Strain engineering guided by machine learning

Jan 13, 2020|Season 2, Episode 1

Omar Fabián of MRS Bulletin interviews Ju Li of Massachusetts Institute of Technology about applying machine learning to elastic strain engineering of semiconductor materials at the nanoscale. The research team presents a framework for guiding strain engineering whereby materials properties and performance could be designed. Read the article in Proceedings of the National Academy of Sciences.


OMAR FABIÁN: There are innumerable ways to alter a material’s properties. For crystalline materials it comes down to lattice structure, to the shape of the unit cell. That’s the key to unlocking new macroscopic properties from the same old material.

JU LI: We think we know silicon…But what is interesting is if you put 5% tension on silicon or 5% shear that becomes a different material. 

OF: That’s Prof. Ju Li, a professor of nuclear science and engineering at MIT, talking about elastic strain engineering

JL: This is not, you know, you take a piece of metal and you can bend it 30, 50%. Those are plastic strain. The amount of elastic strain that a conventional metal can sustain is no more than 0.2, 0.3%. But with nanomaterials, we can talk about more than 1% elastic strain. And not just near defects or near some special locations, but throughout the entire component that you are using. 

OF: Going nano opens up new degrees of freedom for accessing bandgaps that are otherwise off limits.
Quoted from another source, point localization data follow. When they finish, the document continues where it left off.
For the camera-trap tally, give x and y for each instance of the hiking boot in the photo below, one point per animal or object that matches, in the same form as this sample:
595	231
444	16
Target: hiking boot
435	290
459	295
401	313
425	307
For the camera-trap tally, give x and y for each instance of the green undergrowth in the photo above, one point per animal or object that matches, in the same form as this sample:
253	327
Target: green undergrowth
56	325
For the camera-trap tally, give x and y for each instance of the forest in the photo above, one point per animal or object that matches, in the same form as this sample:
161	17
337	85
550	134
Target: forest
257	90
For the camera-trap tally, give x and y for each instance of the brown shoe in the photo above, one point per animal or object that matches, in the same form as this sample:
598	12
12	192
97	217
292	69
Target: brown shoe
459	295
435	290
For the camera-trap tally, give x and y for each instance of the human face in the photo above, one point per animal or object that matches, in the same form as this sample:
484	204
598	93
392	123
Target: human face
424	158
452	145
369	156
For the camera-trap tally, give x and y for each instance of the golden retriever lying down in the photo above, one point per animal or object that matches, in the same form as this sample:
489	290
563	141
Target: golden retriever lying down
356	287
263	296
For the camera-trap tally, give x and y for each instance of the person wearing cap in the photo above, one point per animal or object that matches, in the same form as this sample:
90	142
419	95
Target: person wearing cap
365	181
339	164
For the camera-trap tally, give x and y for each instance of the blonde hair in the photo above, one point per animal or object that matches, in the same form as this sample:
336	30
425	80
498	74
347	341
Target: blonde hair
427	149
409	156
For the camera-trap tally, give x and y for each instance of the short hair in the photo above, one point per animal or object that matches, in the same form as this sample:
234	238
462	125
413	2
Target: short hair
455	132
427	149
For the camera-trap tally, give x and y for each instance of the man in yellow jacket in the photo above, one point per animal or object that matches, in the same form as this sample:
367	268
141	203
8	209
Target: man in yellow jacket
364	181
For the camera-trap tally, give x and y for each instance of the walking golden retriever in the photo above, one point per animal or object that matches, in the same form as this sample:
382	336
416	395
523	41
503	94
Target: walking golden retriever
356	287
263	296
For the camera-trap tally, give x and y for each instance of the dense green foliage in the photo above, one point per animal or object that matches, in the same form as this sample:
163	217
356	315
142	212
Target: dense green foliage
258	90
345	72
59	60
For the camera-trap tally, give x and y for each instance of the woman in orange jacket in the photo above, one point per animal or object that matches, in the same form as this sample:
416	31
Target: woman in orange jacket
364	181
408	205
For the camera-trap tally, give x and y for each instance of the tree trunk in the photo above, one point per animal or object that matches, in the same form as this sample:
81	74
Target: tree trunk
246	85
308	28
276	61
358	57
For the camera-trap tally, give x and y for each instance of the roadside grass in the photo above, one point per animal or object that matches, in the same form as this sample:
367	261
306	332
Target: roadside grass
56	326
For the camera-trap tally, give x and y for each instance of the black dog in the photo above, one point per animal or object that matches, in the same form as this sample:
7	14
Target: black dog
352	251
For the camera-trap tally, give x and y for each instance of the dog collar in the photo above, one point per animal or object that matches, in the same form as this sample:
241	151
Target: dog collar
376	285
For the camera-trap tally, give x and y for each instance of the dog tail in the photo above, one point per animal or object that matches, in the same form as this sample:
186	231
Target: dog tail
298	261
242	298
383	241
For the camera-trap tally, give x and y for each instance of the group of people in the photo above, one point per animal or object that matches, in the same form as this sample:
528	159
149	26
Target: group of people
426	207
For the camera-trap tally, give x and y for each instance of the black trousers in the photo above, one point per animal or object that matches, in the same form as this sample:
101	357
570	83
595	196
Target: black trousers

One percent strain, for example, is enough to bump silicon’s bandgap such that the material’s electron mobility jumps by more than 50%. But at about 15% strain, you’re able to wipe out silicon’s bandgap altogether—transforming it into a metal. Prof. Li’s team is using neural networks to learn the quickest, lowest-energy pathways to get from a set of strain conditions to different bandgap energies in materials like silicon and diamond. 

JL: It turns out that if you want to make silicon a metal, then the strain path you impose should not be a straight line. So perturbation theory doesn’t work. The best way to make silicon in the least amount of energy to reduce its bandgap is actually a pretty curved path. And so that’s sort of the power of ML. It’s a fast-acting model, it can do all kinds of projections or visualizations that you simply cannot do on a point-by-point calculation. You can also ask other questions, like how do I improve its thermoelectric figure of merit? Or what’s the fastest way to make it have this kind of optical signature? This is kind of like Alice in Wonderland. There is suddenly a big space that opens up and that can be a little bewildering at the beginning because we are sort of looking at each other and saying what is the first device we’re going to design. It’s quite a big space, and we feel that just on our own group, our own power, we probably cannot explore it all. So we’d really like the community to jump in and help in this effort of strain engineering because it’s going to have long-term consequence on human civilization—just as much as chemical metallurgy has.